De las primeras cosas que nos enseñan en el colegio son los números, las letras, los colores, las figuras, etc. Cómo me hubiera gustado que cuando niña también me hubieran enseñado sobre las emociones. Si desde pequeños aprendiéramos sobre el auto-control y la autorregulación, de adultos seríamos más inteligentes emocionalmente. Casi siempre la respuesta de los adultos cuando de niños nos caemos o llorábamos era: “No pasa nada, no llores” “ya estas grande para llorar”. Y en el caso de los niños ni se diga, a ellos usualmente les dicen: “los niños no lloran”, eso es cosa de chicas” etc… Cada vez que entrábamos en contacto con alguna emoción nos paraban, nos corregían. Crecemos sin estar en contacto con ellas. Solo sabemos que estar feliz está bien y al mismo tiempo ni sabemos qué nos hace felices. 

Al hablar de emociones deberíamos dejar de decir que unas son buenas y las otras malas, o que unas son positivas y las otras negativas. Yo cambiaría estos términos y me dirigiría a ellas como agradables y desagradables. Ya entenderás por qué… 

Las emociones básicas son: miedo, alegría, tristeza, ira, asco y sorpresa, o MATÍAS, si las unimos en una sigla. Si sabemos identificar estas emociones, cada una nos dice cómo nos encontramos y nos dan indicios de qué podemos hacer y cómo podemos actuar. Por ejemplo, aquellos que dicen que el miedo es una emoción negativa, yo te digo que es importantísima. Gracias al miedo sabemos cuándo estamos en peligro. Si no fuera por el miedo, ¡nos ponen un león al frente y no huiremos, y nos comería el león! Este ejemplo lo podemos aplicar a cada situación de nuestras vidas donde las emociones son guías de cómo actuar. 

Nuestras emociones son tan esenciales para conocernos a nosotros mismos que es de suma importancia conocerlas bien. Saber la diferencia entre la rabia y la tristeza, dos emociones que muchas veces se entrelazan y que al saber su diferencia les podemos dar un mejor manejo. Ambas son parte de nuestras emociones básicas, pero cumplen con una misión distinta, lo que pasa es que cuando las vivimos no realmente nos detenemos a sentirlas e identificar cuál es, o en muchos casos ni por qué realmente la estamos viviendo. ¿Nunca les ha pasado que se levantan un día molestos, pero realmente no entienden por qué? Esa emoción está ahí contigo ese día para decirte algo, para advertirte, para que tengas precaución. 

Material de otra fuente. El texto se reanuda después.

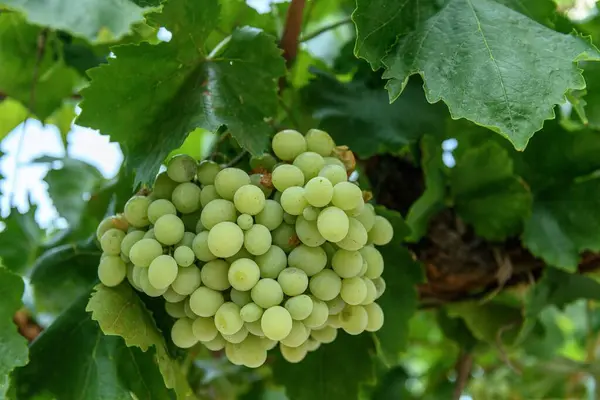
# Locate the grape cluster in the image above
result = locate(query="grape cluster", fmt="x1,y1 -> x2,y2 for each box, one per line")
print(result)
96,129 -> 393,368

¿Qué pasaría si cuando empezamos a identificar en nuestro cuerpo y nuestra mente las señales de ira, empezarnos a regularnos desde el primer momento? Sería genial, así, en especial a esas personas que les cuesta más, podrían regularse sin necesidad de explotar. La ira es una emoción que viene con una carga de energía especial, haciendo que en la mayoría de los casos tenga una consecuencia negativa en nuestra vida. Es una emoción que cuesta gestionar y nos lleva a la impulsividad. ¿Qué pasa cuando no manejamos bien la tristeza? Esta se puede confundir con ira. 

Hay varias herramientas que desde pequeños nos pueden enseñar a identificar las emociones. Ver cómo con cada emoción viene consigo uno o varios pensamientos, y con ellos una sensación fisiológica que causa en nuestro cuerpo. El identificar que esta emoción se encuentra con nosotros ese día, nos ayuda a regularnos. Esto es muy importante, pues hasta la alegría debemos regularla, no porque sea una emoción agradable está bien vivenciarla en un extremo. 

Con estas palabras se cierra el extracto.